The prison time requested by prosecutors was aimed at signaling to the community that “if you dare to commit a crime against a child of this nature, you should not be expecting a county jail sentence (of up to a year), that it is going to be a significant jail sentence,” Robinson said.

Sharon said his client had made a full disclosure to Corbin, “admitting full responsibility” for his son’s injury.

“There’s nothing I can say that’s going to justify and make up for the heinous crime I committed,” St. Claire said as he stood facing the judge. “I was overwhelmed. I was stressed. I was unprepared and immature. I was selfish and I thought about myself at the time.”

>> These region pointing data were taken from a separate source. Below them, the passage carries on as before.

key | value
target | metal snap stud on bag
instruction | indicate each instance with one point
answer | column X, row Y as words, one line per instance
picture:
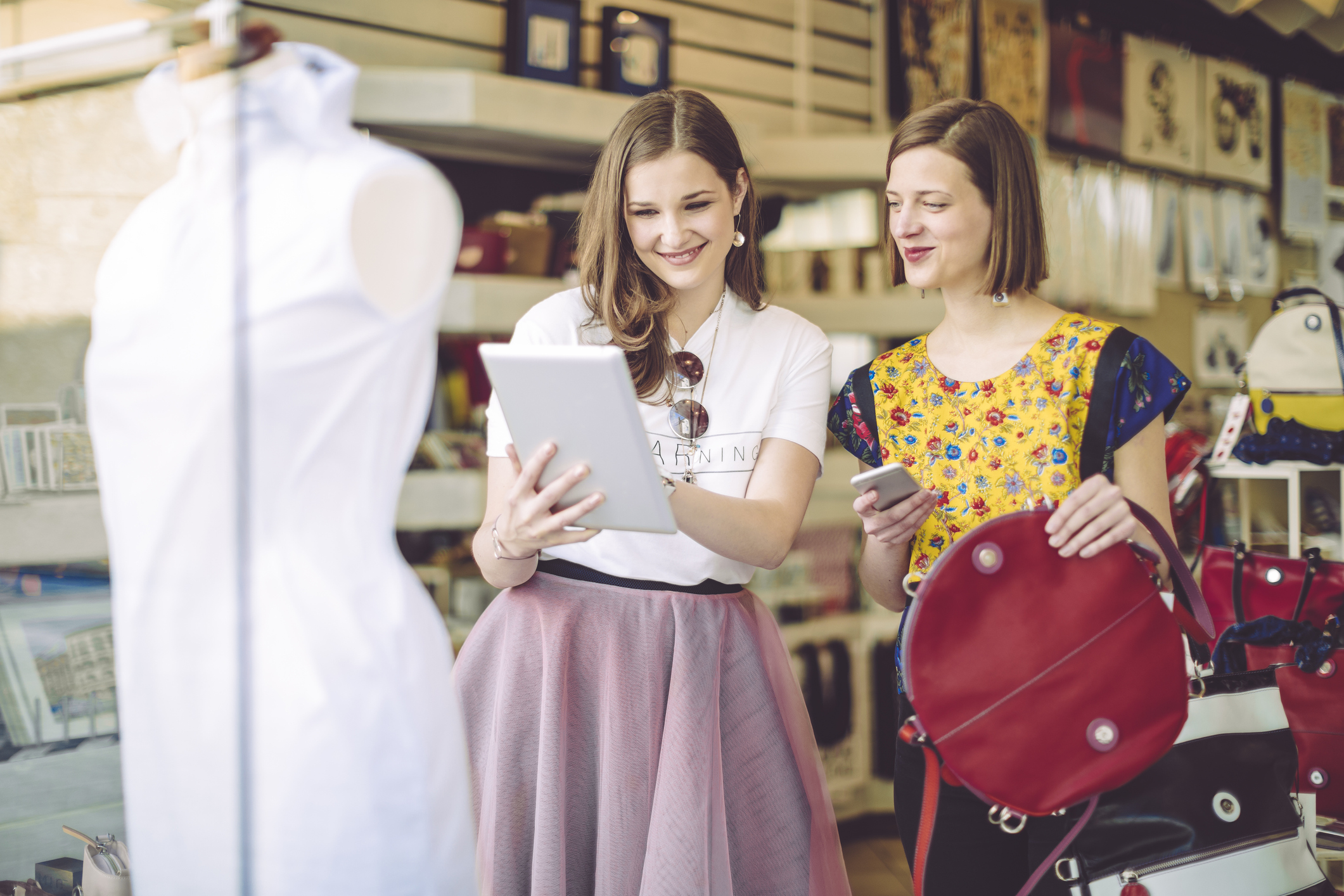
column 1226, row 807
column 988, row 558
column 1103, row 735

He said he had become upset that the boy’s mother had been talking to another man when she was pregnant. St. Claire said he became withdrawn, playing video games and smoking marijuana and pretending to be somebody else. He didn’t think his son liked him and doubted his ability to be the father he wanted to be.

“I had a lot of resentment and a lot of anger. I directed that towards my son. Nobody deserves that, ever,” he said.

St. Claire said his life has changed for the better over the past year since he has been seeing a counselor.

He apologized to Corbin’s family and prayed his son would be OK.

He pleaded guilty in April to the most serious of three assault charges. Prosecutors dropped the two lesser felony charges.

A police detective interviewed St. Claire, who eventually said he hit the baby’s head against an interior door frame during the night. He retraced his steps in the home for police.

Sharon said St. Claire would like to have a relationship with his son but decided not to pursue that until after serving his sentence.